Help me Understand Closed Under Addition and Closed Under Multiplication

[nicknaq]

Help me Understand "Closed Under Addition" and "Closed Under Multiplication"

Linear Algebra...matrices...etc

Examples would be great.

Thanks.

 

[Mark44]

A set is "closed under addition" if the sum of any two members of the set also belongs to the set. For example, the set of even integers. Take any two even integers and add them together. The result is an even integer.

A set is "closed under (scalar) multiplication" if the product of any member and a scalar is also in the set. In other words, if x is in S and a is any scalar then ax will be in the set if the set is closed under scalar multiplication.
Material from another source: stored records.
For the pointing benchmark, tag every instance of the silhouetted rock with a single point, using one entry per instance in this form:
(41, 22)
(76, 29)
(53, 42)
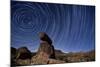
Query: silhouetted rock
(45, 38)
(23, 53)
(45, 51)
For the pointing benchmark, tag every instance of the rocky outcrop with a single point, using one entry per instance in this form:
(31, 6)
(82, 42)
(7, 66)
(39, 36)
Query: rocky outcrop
(45, 51)
(23, 53)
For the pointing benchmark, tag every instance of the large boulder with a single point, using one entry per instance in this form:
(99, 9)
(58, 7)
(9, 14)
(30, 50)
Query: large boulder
(45, 51)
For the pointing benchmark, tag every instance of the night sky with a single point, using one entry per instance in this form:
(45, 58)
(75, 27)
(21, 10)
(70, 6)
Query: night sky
(71, 27)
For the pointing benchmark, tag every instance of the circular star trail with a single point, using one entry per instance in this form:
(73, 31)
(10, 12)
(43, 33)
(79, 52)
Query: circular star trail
(67, 25)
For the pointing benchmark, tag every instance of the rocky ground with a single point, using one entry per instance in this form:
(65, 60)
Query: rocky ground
(47, 54)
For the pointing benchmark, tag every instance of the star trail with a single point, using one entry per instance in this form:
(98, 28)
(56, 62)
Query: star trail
(71, 27)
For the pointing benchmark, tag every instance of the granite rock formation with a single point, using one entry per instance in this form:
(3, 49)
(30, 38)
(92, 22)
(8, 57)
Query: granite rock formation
(45, 52)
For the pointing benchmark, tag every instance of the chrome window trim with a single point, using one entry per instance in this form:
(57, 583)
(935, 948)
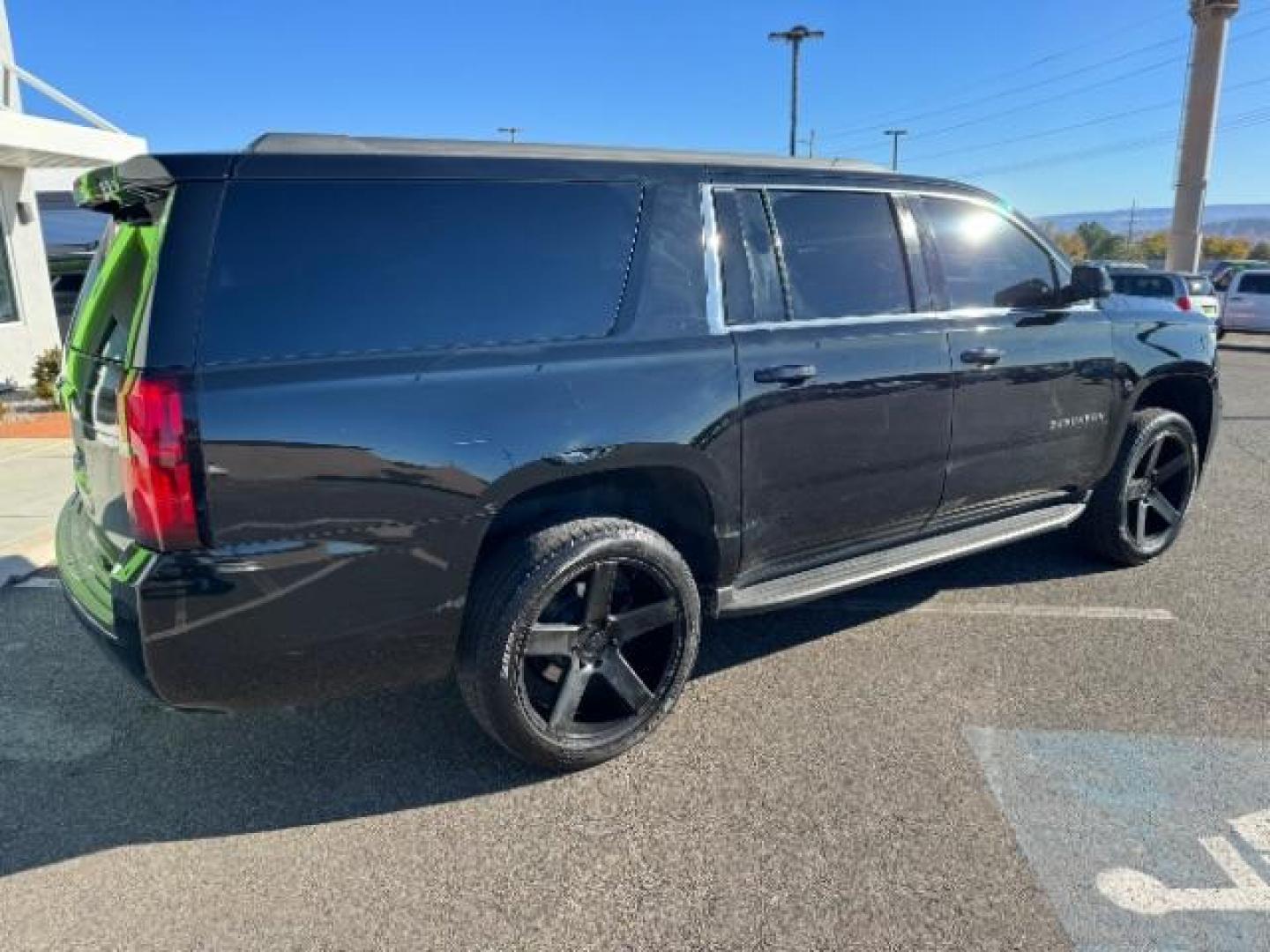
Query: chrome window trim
(710, 239)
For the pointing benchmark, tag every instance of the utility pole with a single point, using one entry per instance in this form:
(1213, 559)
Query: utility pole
(1212, 20)
(811, 143)
(894, 146)
(794, 36)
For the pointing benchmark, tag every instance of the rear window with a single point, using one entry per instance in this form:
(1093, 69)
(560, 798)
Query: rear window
(842, 254)
(1143, 285)
(987, 259)
(355, 267)
(1254, 285)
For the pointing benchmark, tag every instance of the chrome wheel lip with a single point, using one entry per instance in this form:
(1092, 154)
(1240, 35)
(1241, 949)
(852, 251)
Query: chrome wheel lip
(1145, 492)
(592, 661)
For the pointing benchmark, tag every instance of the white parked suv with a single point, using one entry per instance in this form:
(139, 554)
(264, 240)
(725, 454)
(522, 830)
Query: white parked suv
(1247, 302)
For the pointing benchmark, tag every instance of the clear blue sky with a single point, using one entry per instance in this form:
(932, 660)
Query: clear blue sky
(961, 75)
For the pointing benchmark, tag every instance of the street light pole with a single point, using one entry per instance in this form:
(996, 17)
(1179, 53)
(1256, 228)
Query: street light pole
(794, 36)
(1212, 20)
(894, 146)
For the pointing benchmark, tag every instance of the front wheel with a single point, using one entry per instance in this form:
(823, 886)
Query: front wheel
(1137, 512)
(578, 641)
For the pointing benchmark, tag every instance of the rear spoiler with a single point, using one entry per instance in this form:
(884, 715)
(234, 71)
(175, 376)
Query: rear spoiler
(136, 190)
(132, 192)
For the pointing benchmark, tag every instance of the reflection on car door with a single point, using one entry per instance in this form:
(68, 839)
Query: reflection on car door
(846, 390)
(1034, 381)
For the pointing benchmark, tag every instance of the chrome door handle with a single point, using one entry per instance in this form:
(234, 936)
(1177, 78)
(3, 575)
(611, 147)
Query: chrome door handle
(982, 355)
(788, 375)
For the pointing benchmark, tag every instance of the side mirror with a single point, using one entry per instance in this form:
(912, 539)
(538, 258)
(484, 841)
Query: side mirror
(1090, 282)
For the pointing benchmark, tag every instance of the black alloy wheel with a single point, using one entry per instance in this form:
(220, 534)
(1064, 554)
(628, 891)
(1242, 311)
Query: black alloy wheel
(602, 651)
(1159, 490)
(579, 640)
(1137, 512)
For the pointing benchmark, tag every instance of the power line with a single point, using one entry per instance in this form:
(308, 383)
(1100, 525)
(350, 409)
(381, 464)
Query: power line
(1012, 90)
(1074, 126)
(1254, 117)
(1045, 100)
(871, 127)
(1012, 74)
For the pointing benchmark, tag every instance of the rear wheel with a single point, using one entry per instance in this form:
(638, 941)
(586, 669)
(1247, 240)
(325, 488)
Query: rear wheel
(1137, 512)
(579, 640)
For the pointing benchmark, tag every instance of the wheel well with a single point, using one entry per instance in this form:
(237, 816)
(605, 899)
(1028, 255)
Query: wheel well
(1189, 397)
(671, 502)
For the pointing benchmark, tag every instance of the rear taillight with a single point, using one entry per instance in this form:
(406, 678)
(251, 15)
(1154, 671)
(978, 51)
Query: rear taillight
(156, 471)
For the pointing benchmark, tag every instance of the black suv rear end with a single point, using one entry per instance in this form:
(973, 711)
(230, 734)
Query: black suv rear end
(354, 414)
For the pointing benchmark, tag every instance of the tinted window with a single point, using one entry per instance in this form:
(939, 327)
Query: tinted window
(751, 282)
(1254, 285)
(987, 259)
(347, 267)
(8, 302)
(842, 254)
(69, 283)
(1143, 285)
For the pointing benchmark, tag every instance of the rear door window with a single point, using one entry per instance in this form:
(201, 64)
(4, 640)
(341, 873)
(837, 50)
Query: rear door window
(751, 279)
(311, 268)
(1143, 285)
(842, 254)
(1254, 285)
(987, 259)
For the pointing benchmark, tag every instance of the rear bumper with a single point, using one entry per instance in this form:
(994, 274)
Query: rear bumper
(285, 623)
(98, 593)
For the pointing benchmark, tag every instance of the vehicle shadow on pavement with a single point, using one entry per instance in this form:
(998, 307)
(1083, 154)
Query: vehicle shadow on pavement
(88, 762)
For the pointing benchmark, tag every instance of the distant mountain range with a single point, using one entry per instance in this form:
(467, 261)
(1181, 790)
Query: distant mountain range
(1250, 221)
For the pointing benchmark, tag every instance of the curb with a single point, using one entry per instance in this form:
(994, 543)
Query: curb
(31, 560)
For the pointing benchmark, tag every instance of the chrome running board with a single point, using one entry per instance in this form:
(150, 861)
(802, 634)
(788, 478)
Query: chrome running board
(874, 566)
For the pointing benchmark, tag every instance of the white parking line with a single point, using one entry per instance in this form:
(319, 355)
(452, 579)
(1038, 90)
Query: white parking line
(1015, 611)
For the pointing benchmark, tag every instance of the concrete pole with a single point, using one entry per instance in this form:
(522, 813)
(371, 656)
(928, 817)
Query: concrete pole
(9, 94)
(1199, 123)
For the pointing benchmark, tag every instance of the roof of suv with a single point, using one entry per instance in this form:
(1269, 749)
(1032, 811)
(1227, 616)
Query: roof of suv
(285, 155)
(319, 144)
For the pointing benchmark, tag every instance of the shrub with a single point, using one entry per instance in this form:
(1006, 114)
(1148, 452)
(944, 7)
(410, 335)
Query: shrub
(49, 365)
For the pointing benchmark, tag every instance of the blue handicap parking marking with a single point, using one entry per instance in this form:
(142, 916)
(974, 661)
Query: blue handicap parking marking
(1140, 842)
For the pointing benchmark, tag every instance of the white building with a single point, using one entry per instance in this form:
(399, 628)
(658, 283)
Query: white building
(37, 153)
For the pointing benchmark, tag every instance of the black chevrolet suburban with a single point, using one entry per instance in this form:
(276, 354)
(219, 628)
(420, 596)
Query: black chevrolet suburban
(355, 413)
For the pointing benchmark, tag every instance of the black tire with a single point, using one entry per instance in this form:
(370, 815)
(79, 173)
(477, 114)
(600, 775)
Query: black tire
(1138, 509)
(557, 623)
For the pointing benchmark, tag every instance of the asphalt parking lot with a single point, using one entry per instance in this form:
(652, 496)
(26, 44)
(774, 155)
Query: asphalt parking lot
(1021, 750)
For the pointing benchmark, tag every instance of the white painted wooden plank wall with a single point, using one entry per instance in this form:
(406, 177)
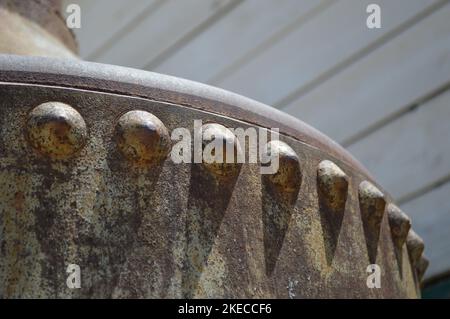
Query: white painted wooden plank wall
(383, 93)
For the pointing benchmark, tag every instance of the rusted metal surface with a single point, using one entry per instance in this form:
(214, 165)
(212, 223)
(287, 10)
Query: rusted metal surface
(35, 27)
(86, 179)
(177, 230)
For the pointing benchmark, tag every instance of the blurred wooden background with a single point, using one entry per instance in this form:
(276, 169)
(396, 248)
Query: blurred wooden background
(382, 93)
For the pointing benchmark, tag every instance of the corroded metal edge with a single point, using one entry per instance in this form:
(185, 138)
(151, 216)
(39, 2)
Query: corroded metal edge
(48, 15)
(163, 88)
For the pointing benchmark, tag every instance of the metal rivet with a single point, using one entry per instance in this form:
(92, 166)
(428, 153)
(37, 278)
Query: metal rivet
(399, 223)
(142, 138)
(217, 143)
(56, 130)
(333, 186)
(288, 176)
(415, 246)
(372, 205)
(421, 267)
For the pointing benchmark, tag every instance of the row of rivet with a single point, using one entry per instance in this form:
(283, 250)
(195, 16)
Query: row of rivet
(58, 130)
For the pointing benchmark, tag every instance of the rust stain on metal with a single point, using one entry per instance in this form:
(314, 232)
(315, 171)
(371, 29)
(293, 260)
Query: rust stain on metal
(142, 138)
(56, 129)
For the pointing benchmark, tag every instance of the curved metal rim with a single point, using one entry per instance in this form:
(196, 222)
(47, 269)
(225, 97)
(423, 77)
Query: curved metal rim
(158, 87)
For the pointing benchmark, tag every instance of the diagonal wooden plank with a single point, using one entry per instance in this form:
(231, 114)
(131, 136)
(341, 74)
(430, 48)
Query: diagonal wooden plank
(411, 152)
(395, 76)
(101, 20)
(241, 31)
(161, 29)
(317, 46)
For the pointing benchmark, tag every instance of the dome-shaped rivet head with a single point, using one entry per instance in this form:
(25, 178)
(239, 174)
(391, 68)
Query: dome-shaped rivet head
(372, 205)
(220, 150)
(415, 246)
(142, 138)
(287, 177)
(56, 130)
(399, 223)
(421, 267)
(333, 185)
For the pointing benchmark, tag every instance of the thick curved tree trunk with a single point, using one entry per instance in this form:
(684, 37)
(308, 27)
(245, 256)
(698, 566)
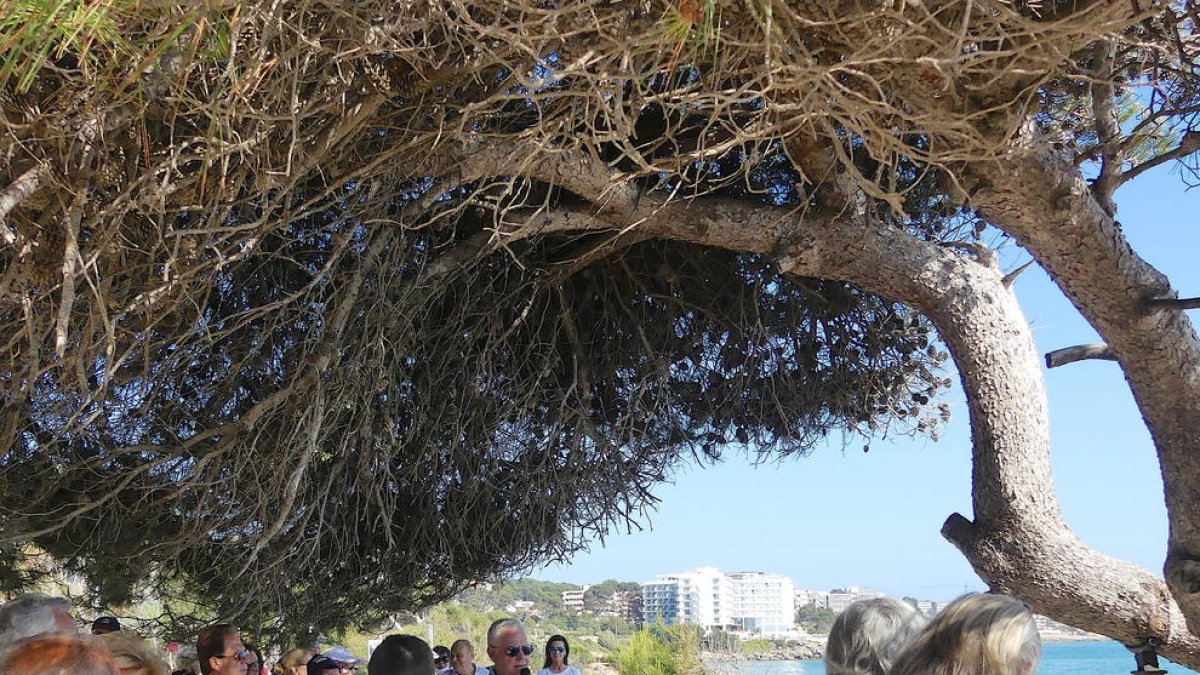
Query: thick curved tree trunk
(1018, 539)
(1039, 197)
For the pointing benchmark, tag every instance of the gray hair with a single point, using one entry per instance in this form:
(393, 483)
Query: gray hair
(30, 614)
(869, 634)
(501, 625)
(976, 634)
(63, 653)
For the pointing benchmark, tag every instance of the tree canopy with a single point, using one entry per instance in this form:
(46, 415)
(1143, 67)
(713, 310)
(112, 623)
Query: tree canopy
(379, 299)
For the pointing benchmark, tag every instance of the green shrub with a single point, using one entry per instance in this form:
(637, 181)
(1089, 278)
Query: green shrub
(659, 650)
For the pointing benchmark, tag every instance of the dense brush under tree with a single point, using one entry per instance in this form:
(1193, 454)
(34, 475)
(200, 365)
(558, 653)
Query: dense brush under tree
(315, 312)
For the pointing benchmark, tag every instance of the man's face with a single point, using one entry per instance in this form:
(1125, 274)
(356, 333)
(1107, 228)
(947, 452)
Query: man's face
(462, 659)
(507, 651)
(233, 659)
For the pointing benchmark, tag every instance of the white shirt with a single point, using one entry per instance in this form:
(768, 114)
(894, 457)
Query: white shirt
(479, 670)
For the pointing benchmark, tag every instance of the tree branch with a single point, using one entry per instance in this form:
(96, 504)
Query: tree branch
(1173, 303)
(13, 195)
(1078, 353)
(1191, 143)
(1108, 129)
(1038, 197)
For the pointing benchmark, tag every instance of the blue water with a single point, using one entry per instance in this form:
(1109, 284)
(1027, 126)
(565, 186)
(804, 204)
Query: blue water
(1057, 658)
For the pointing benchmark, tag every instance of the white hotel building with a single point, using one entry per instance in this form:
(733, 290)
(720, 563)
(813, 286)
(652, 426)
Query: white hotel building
(745, 602)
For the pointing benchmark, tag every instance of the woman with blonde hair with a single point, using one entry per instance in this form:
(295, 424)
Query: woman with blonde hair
(976, 634)
(869, 635)
(133, 656)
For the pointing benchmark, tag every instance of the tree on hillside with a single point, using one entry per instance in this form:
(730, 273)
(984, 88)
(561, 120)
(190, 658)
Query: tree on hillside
(387, 298)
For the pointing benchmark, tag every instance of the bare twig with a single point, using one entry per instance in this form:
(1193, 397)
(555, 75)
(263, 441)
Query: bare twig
(1079, 352)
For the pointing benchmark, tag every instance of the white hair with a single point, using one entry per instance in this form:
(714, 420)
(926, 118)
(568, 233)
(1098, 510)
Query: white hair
(869, 634)
(976, 634)
(30, 614)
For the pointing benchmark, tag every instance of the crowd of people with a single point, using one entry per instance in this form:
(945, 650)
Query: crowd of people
(40, 637)
(976, 634)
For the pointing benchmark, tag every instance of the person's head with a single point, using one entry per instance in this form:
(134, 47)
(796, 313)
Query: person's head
(132, 655)
(867, 637)
(976, 634)
(35, 614)
(105, 625)
(462, 657)
(558, 651)
(508, 646)
(295, 662)
(221, 651)
(60, 653)
(401, 655)
(441, 657)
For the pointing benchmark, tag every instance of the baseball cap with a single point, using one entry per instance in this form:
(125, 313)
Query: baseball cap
(106, 623)
(321, 663)
(341, 655)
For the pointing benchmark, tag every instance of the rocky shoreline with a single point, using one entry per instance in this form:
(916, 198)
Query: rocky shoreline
(801, 651)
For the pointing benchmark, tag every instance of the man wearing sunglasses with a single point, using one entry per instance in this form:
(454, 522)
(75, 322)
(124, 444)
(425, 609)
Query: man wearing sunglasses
(509, 647)
(221, 651)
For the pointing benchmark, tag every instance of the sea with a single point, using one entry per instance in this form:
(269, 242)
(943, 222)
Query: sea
(1057, 658)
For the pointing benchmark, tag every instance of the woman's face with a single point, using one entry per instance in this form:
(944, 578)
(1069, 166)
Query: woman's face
(462, 659)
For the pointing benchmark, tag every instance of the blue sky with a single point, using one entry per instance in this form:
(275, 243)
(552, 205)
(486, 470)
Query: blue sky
(840, 517)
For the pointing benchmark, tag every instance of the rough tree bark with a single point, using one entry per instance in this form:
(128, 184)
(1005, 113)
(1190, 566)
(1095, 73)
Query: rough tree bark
(1018, 539)
(1084, 250)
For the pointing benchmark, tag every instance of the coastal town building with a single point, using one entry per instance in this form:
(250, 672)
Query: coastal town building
(745, 602)
(573, 599)
(838, 599)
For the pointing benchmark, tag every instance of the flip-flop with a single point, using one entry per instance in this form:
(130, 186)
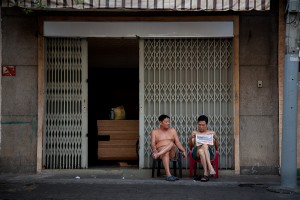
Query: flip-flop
(204, 179)
(197, 178)
(170, 178)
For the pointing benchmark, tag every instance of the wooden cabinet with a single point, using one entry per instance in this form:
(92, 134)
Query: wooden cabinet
(118, 139)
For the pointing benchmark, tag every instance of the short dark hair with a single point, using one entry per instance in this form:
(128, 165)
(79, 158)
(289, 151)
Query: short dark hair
(203, 118)
(162, 117)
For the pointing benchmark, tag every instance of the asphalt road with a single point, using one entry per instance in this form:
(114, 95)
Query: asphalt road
(90, 189)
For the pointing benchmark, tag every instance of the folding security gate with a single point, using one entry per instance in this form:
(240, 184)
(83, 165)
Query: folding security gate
(65, 105)
(185, 78)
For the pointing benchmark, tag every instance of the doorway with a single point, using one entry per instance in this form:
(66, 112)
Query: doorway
(113, 80)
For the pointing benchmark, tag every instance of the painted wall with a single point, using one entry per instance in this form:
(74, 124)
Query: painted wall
(19, 94)
(258, 106)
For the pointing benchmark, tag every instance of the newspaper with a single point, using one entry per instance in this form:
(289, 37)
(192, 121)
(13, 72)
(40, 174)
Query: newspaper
(204, 139)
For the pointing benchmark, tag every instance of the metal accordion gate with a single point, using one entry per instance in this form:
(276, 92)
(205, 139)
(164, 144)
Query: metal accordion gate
(185, 78)
(65, 103)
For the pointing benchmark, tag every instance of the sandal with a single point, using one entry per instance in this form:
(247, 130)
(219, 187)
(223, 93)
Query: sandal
(171, 178)
(204, 179)
(197, 178)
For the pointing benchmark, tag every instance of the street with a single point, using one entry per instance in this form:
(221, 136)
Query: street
(113, 188)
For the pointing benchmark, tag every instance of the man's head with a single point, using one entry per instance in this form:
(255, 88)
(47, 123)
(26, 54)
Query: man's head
(202, 123)
(164, 121)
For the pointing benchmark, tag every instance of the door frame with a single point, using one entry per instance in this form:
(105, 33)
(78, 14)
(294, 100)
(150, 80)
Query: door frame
(233, 19)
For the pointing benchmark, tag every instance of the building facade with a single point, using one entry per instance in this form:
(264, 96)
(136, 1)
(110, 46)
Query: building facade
(70, 66)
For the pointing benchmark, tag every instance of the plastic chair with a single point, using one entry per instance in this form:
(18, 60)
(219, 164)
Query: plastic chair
(214, 162)
(157, 163)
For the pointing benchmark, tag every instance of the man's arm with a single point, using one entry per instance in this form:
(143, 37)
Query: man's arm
(216, 140)
(191, 142)
(153, 144)
(178, 144)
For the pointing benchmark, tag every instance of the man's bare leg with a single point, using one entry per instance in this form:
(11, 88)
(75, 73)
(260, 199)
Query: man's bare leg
(207, 156)
(166, 162)
(165, 149)
(201, 153)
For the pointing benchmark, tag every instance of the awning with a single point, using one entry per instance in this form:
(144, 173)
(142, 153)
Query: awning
(180, 5)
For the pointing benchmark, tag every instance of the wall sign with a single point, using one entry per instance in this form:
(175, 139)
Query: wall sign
(8, 70)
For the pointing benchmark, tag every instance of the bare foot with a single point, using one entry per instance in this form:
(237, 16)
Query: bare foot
(155, 156)
(212, 171)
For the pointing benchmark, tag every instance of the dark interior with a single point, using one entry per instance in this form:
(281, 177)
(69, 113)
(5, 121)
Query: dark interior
(113, 80)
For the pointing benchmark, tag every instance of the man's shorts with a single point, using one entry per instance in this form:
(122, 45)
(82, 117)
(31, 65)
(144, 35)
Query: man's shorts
(211, 150)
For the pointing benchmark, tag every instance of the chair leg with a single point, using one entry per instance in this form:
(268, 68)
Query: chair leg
(158, 167)
(153, 167)
(180, 167)
(174, 167)
(195, 168)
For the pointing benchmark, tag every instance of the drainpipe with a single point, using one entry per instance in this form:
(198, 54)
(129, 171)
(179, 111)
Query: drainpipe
(290, 98)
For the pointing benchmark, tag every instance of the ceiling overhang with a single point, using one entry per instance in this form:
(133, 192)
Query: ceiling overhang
(147, 5)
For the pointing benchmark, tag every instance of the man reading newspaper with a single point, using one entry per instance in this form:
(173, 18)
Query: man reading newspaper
(202, 142)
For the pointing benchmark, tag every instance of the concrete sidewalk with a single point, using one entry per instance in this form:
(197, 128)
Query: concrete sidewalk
(123, 175)
(131, 184)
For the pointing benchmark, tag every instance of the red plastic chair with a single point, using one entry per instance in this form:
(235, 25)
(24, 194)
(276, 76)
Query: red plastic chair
(214, 162)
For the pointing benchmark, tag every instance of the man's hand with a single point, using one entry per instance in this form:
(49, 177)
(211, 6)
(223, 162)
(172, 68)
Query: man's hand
(184, 154)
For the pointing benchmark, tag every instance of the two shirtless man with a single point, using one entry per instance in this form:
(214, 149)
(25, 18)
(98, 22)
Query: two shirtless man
(165, 139)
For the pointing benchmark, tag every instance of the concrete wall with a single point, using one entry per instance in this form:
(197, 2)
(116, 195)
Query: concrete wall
(258, 106)
(19, 93)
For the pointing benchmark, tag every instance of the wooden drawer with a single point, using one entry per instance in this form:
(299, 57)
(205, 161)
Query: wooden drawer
(122, 138)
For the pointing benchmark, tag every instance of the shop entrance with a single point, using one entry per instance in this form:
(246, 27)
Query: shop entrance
(113, 71)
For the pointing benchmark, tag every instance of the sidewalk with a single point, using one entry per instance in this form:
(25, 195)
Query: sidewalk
(131, 184)
(128, 176)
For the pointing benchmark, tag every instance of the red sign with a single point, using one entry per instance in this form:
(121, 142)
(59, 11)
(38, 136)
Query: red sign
(8, 70)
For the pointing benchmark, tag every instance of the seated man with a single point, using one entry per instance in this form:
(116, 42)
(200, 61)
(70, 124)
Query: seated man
(163, 142)
(203, 152)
For example, the set of 2 x 2 diagonal matrices is closed under scalar multiplication.

 

[micromass]

Not sure what you want here, but I'll give it a shot.
In the following, we will consider following subsets of \mathbb{R}^2:

A=\{(x,y)~\vert~y=0\}~\text{and}~B=\{(x,y)~\vert~x+y=1\}

Typical elements of A are (1,0), (2,0),... The element (1,1) is an element not in A.
Typical elements of B are (1,0), (1/2,1/2),... The element (1,1) is an element not in B.

Now A and B carry an addition (i.e. (x,y)+(x',y')=(x+y,x'+y')). Saying that A is closed under addition just means that whenever you take two elements in A, the sum of those elements is again in A. Let's check if this is the case: two elements in A have the form (x,0) and (x',0). The sum of those elements is (x+x',0), and this is again in A. Thus A is closed under addition.

But B is not closed under addition. For example, the element (1,0) is in B. But (1,0)+(1,0)=(2,0) and this sum is not in B. Thus the sum of two elements in B is not necessarily in B. Thus B is not closed under addition.

Closed under multiplication just means that, whenever you take \alpha\in \mathbb{R} and (x,0) in A, we have that \alpha (x,0) is back in A. And this is indeed the case. Thus A is closed under multiplication.
B, on the other hand, is not closed under multiplication, can you see why?